Dr Ben Reynolds, his team at the Royal Hospital for Children in Glasgow and collaborators at Glasgow Caledonian University, are developing a virtual reality tool to provide guidance, support and training for nurses, children on dialysis and their familiesThe tool will transport users to a virtual dialysis environment with machines, equipment, and ‘real-life’ patients to give ‘hands-on’ dialysis training. 

  • Ben’s research is funded by an Innovation Grant for £49,910 in partnership with The Stoneygate Trust. 

Identifying kidney disease early in high-risk communities

Dr Kate Bramham at King’s College Hospital is researching whether a smartphone home urine test could detect protein and diagnose kidney disease early in communities that are harder to reach, giving high-risk groups the opportunity to look after their kidney health. The study results will inform the design of a larger study to test whether this smartphone urine test approach holds the key to spotting kidney disease earlier and is cost effective enough to use across the country.  

  • Kate’s research is funded by an award of £209,041 in partnership with The Stoneygate Trust. 

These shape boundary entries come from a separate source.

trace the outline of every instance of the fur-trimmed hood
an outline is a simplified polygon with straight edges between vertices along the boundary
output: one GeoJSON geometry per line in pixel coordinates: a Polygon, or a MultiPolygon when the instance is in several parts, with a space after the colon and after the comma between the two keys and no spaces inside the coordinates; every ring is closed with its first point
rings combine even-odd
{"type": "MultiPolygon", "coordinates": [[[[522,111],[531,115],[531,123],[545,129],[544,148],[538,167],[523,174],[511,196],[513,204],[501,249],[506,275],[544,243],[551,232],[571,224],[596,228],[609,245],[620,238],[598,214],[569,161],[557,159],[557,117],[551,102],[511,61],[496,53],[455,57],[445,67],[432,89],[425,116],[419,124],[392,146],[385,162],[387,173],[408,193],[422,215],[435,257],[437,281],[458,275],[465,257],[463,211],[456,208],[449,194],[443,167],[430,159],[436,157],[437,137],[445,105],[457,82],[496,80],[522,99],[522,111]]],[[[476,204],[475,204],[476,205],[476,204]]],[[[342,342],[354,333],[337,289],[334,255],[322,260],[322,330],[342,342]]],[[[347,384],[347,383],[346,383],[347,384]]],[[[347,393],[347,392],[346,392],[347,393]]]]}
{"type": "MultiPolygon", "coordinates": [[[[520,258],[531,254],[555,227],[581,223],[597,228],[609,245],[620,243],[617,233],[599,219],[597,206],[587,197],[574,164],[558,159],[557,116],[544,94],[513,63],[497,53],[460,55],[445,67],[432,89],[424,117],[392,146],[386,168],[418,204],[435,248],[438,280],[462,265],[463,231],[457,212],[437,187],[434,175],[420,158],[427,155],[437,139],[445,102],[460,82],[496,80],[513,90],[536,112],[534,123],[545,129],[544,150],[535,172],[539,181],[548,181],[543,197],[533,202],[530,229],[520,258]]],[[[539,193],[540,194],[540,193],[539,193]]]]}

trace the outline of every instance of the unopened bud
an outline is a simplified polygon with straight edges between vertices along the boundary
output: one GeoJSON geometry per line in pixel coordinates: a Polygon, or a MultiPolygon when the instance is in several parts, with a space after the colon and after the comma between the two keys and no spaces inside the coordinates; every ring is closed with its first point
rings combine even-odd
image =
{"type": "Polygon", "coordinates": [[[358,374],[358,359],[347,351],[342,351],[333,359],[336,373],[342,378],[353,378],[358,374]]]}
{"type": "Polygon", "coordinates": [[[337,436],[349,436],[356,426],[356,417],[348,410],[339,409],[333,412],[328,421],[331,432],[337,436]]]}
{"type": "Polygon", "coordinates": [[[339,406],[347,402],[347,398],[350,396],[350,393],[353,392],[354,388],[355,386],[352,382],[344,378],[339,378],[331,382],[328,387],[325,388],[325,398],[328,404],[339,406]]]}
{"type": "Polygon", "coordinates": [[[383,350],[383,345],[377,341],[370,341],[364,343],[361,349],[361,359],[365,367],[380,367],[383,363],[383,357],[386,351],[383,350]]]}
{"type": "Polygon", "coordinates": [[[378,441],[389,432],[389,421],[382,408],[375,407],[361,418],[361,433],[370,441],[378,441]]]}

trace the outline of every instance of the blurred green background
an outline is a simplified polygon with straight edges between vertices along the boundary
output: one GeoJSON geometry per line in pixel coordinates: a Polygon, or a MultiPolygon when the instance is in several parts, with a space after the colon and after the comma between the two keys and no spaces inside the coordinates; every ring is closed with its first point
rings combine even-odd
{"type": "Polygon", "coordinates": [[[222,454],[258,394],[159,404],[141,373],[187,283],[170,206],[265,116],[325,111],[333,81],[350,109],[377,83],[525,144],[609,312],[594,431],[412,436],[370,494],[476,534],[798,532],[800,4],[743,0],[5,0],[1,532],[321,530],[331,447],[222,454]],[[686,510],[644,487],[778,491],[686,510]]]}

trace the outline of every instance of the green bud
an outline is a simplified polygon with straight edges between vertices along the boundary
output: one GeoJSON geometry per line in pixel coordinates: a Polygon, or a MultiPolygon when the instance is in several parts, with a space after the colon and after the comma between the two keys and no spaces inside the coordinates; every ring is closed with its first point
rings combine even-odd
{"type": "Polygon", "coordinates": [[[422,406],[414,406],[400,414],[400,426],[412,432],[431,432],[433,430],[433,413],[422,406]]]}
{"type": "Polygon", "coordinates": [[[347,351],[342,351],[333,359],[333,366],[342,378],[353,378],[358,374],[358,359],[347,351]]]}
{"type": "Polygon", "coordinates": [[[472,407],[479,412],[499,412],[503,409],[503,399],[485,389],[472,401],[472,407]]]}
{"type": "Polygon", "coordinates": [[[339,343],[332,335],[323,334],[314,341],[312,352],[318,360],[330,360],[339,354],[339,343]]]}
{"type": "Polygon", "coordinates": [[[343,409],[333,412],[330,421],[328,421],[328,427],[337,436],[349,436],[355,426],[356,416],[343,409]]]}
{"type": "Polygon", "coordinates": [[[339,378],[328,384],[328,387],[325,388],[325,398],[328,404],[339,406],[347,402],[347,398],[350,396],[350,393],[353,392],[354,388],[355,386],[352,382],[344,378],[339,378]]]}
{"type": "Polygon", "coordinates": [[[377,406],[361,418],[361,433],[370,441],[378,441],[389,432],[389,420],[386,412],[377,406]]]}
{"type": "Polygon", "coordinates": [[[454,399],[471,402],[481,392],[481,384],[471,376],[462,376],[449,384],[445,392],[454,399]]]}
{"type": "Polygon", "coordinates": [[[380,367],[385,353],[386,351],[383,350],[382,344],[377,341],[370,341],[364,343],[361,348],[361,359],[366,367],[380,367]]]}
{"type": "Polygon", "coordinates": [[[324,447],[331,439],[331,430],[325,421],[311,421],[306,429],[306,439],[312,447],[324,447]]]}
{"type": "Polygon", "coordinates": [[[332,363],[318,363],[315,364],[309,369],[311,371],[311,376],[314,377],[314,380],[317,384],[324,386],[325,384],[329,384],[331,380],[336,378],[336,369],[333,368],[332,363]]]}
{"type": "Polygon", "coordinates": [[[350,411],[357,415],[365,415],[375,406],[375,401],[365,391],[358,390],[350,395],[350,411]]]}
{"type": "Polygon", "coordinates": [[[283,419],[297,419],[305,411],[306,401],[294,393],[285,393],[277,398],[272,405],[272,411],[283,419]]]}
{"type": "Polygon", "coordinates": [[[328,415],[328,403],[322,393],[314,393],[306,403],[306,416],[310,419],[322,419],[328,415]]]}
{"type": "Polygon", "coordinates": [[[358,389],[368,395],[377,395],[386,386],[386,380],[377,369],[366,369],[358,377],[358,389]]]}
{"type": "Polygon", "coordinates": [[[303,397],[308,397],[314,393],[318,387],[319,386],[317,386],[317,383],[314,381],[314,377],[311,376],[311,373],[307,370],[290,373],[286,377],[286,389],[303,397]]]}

The eye - a window to the kidney

Dr Neeraj (Bean) Dhaun and his team at the University of Edinburgh have discovered that people with kidney disease have thinner layers at the back of the eye — the choroid and the retina — and this thinning relates to the amount of kidney damage. Using a new imaging technology called optical coherence tomography, Bean and his team will discover if the eye can be used as a window to diagnose and monitor kidney disease.   

  • Bean’s research is funded by an award of £197,629 in partnership with The Stoneygate Trust 

A new simple urine test to spot kidney transplant problems

Dr Tim Bowen and his team at Cardiff University are working on a new test that could predict delayed graft function — where the transplanted kidney fails to function straight after transplant — without the need for a biopsy. The urine test will quickly detect the levels of a molecules called microRNAs which can be used to predict the risk of delayed graft function. 

  • Tim’s research is funded by an Innovation Grant for £48,281 in partnership with The Stoneygate Trust.